## Binary Sentiment Prediction

In [2]:
import pandas as pd
import numpy as np

In [3]:
yelp_df = pd.read_csv('data/yelp_revs.csv')

In [4]:
yelp_df.head()

Unnamed: 0,author,datePublished,reviewRating,description,name
0,Jess S.,2021-07-05,5,Everything from the atmosphere to the service ...,MILA Plant-Based
1,Arlene B.,2021-10-03,4,You dont have to be vegan to appreciate the fo...,MILA Plant-Based
2,Poonam M.,2021-08-08,4,This the old Juniper so the layout is the same...,MILA Plant-Based
3,Suzan L.,2021-06-26,1,Very disappointing experience The Sakura cockt...,MILA Plant-Based
4,Sangeetha M.,2021-05-05,4,I ordered for delivery so I cant comment on th...,MILA Plant-Based


Since we're doing binary sentiment prediction, we need to place the numerical ratings into two categories: 'good' and 'bad'

In [5]:
def sentiment(rating):
    if rating > 3:
        return 'good'
    else:
        return 'bad'

In [7]:
yelp_df['reviewSentiment'] = yelp_df['reviewRating'].apply(sentiment)
yelp_df.head()

Unnamed: 0,author,datePublished,reviewRating,description,name,reviewSentiment
0,Jess S.,2021-07-05,5,Everything from the atmosphere to the service ...,MILA Plant-Based,good
1,Arlene B.,2021-10-03,4,You dont have to be vegan to appreciate the fo...,MILA Plant-Based,good
2,Poonam M.,2021-08-08,4,This the old Juniper so the layout is the same...,MILA Plant-Based,good
3,Suzan L.,2021-06-26,1,Very disappointing experience The Sakura cockt...,MILA Plant-Based,bad
4,Sangeetha M.,2021-05-05,4,I ordered for delivery so I cant comment on th...,MILA Plant-Based,good


In [9]:
yelp_df['reviewSentiment'].value_counts()

good    471
bad     115
Name: reviewSentiment, dtype: int64

There is an imbalance in class distribution so we will need to address that during training

### Data Splits

In [10]:
from sklearn.model_selection import (
    GridSearchCV,
    cross_val_score,
    cross_validate,
    train_test_split,
    RandomizedSearchCV
)

In [11]:
X_train, X_test, y_train, y_test = train_test_split(yelp_df['description'], yelp_df['reviewSentiment'])

In [None]:
#!pip install --user pandas_profiling

In [None]:
#from pandas_profiling import ProfileReport

#train_good = yelp_df.query('reviewSentiment == "good"')
#train_bad = yelp_df.query('reviewSentiment == "bad"')

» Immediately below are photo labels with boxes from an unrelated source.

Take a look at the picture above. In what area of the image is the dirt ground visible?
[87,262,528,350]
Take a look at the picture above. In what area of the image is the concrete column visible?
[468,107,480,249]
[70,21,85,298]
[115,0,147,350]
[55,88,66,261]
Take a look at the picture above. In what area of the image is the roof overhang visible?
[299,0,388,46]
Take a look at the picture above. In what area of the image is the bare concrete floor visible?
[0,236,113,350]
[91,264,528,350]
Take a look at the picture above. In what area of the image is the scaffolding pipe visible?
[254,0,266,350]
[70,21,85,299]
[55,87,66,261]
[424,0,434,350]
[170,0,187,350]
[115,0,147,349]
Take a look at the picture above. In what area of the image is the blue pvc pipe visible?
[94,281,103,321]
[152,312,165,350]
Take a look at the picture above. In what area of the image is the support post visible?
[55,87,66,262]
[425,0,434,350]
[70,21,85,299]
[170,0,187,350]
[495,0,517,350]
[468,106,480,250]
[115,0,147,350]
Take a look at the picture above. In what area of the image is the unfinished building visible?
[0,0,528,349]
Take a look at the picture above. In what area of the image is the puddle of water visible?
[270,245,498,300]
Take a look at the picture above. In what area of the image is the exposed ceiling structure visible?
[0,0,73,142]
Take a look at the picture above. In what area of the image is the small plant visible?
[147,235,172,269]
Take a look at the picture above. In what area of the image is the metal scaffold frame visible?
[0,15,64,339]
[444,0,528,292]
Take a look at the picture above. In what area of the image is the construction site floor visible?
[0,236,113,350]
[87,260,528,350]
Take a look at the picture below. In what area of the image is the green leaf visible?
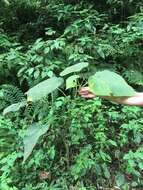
[3,101,26,115]
[97,47,105,59]
[60,62,89,76]
[88,70,136,97]
[115,173,125,187]
[66,75,79,89]
[26,77,63,102]
[23,123,49,162]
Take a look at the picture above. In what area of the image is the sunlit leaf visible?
[88,70,136,97]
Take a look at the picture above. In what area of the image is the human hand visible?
[79,87,96,98]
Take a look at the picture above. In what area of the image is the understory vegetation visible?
[0,0,143,190]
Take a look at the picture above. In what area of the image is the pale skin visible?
[79,87,143,106]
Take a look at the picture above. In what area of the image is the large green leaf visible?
[23,123,49,162]
[88,70,136,97]
[60,62,89,76]
[26,77,63,102]
[3,101,26,115]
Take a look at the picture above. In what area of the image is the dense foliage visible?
[0,0,143,190]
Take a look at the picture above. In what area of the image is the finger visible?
[81,94,96,98]
[80,86,89,92]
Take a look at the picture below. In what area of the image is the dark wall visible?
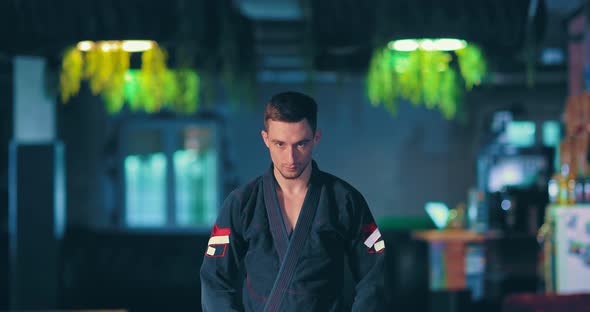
[58,77,565,226]
[228,77,565,216]
[0,59,13,310]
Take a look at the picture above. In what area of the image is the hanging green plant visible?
[367,39,486,119]
[60,41,200,114]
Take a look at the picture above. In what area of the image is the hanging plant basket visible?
[60,41,200,114]
[367,39,486,119]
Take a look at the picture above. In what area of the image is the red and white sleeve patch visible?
[362,223,385,253]
[205,224,231,258]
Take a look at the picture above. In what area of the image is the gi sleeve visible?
[201,191,246,312]
[347,193,389,312]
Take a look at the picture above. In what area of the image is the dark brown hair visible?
[264,91,318,133]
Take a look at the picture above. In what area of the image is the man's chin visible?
[280,171,303,180]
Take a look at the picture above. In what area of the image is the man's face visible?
[262,119,321,179]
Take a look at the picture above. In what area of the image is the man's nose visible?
[287,146,297,163]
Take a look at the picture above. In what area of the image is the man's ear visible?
[313,129,322,145]
[260,130,270,147]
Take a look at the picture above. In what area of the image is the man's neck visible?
[273,162,312,195]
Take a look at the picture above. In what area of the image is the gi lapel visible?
[262,166,289,262]
[264,162,322,312]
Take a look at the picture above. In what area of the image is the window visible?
[121,121,221,228]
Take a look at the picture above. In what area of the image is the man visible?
[201,92,389,312]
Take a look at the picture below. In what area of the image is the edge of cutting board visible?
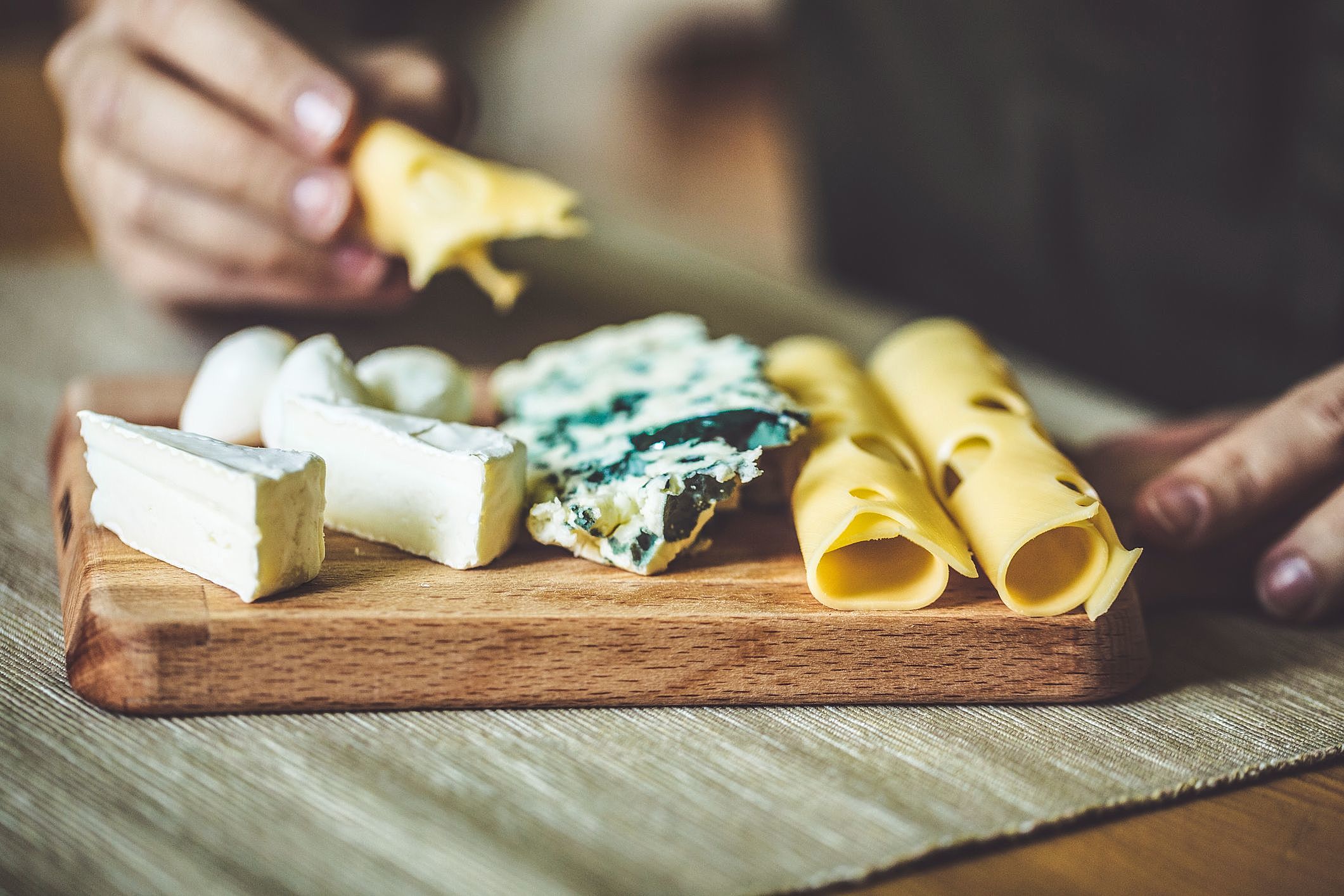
[47,376,1149,715]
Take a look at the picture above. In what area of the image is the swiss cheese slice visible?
[351,120,587,310]
[869,318,1140,619]
[766,336,977,610]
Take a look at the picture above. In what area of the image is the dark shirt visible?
[788,0,1344,408]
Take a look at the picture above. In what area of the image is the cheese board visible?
[48,376,1149,715]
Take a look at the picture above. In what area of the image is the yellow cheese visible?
[766,336,976,610]
[351,120,587,310]
[869,318,1140,619]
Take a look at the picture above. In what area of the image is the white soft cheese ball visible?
[177,326,294,445]
[260,333,375,447]
[355,345,471,423]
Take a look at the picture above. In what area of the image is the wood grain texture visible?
[48,378,1148,715]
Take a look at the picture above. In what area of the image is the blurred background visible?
[0,0,802,274]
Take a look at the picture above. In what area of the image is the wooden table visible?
[0,37,1344,895]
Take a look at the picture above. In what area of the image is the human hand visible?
[47,0,465,309]
[1094,366,1344,622]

#good_profile = ProfileReport(train_good, title="Pandas Profiling Report")
#good_profile.to_notebook_iframe()

### Model Building

In [14]:
import re
import sys
from hashlib import sha1

import matplotlib.pyplot as plt
import numpy as np
import pandas as pd

# Autograding
#import tests_lab4
from sklearn.dummy import DummyClassifier
from sklearn.feature_extraction.text import CountVectorizer
from sklearn.linear_model import LogisticRegression

# train test split and cross validation
from sklearn.naive_bayes import MultinomialNB
from sklearn.pipeline import Pipeline, make_pipeline
from sklearn.svm import SVC
from sklearn.tree import DecisionTreeClassifier

In [15]:
def store_cross_val_results(model_name, scores, results_dict):
    """
    Stores mean scores from cross_validate in results_dict for
    the given model model_name.

    Parameters
    ----------
    model_name :
        scikit-learn classification model
    scores : dict
        object return by `cross_validate`
    results_dict: dict
        dictionary to store results

    Returns
    ----------
        None

    """
    results_dict[model_name] = {
        "mean_train_accuracy": "{:0.4f}".format(np.mean(scores["train_score"])),
        "mean_valid_accuracy": "{:0.4f}".format(np.mean(scores["test_score"])),
        "mean_fit_time (s)": "{:0.4f}".format(np.mean(scores["fit_time"])),
        "mean_score_time (s)": "{:0.4f}".format(np.mean(scores["score_time"])),
        "std_train_score": "{:0.4f}".format(scores["train_score"].std()),
        "std_valid_score": "{:0.4f}".format(scores["test_score"].std()),
    }

#### Dummy Classifier

In [17]:
results_dict = {}
dummy = DummyClassifier()
scores = cross_validate(dummy, X_train, y_train, n_jobs=-1, return_train_score=True)
store_cross_val_results("Dummy", scores, results_dict)
pd.DataFrame(results_dict).T

Unnamed: 0,mean_fit_time (s),mean_score_time (s),mean_train_accuracy,mean_valid_accuracy,std_train_score,std_valid_score
Dummy,0.002,0.0014,0.6657,0.6969,0.0097,0.0402


#### Other Models

In [19]:
models = {
    "Decision Tree": DecisionTreeClassifier(class_weight='balanced'),
    "RBF SVM": SVC(class_weight='balanced'),
    "Naive Bayes": MultinomialNB(),
    "Logistic Regression": LogisticRegression(max_iter=2000, class_weight='balanced'),
}

for model_name, model in models.items():
    pipe = make_pipeline(CountVectorizer(), model)
    scores = cross_validate(pipe, X_train, y_train, return_train_score=True, n_jobs=-1)
    store_cross_val_results(model_name, scores, results_dict)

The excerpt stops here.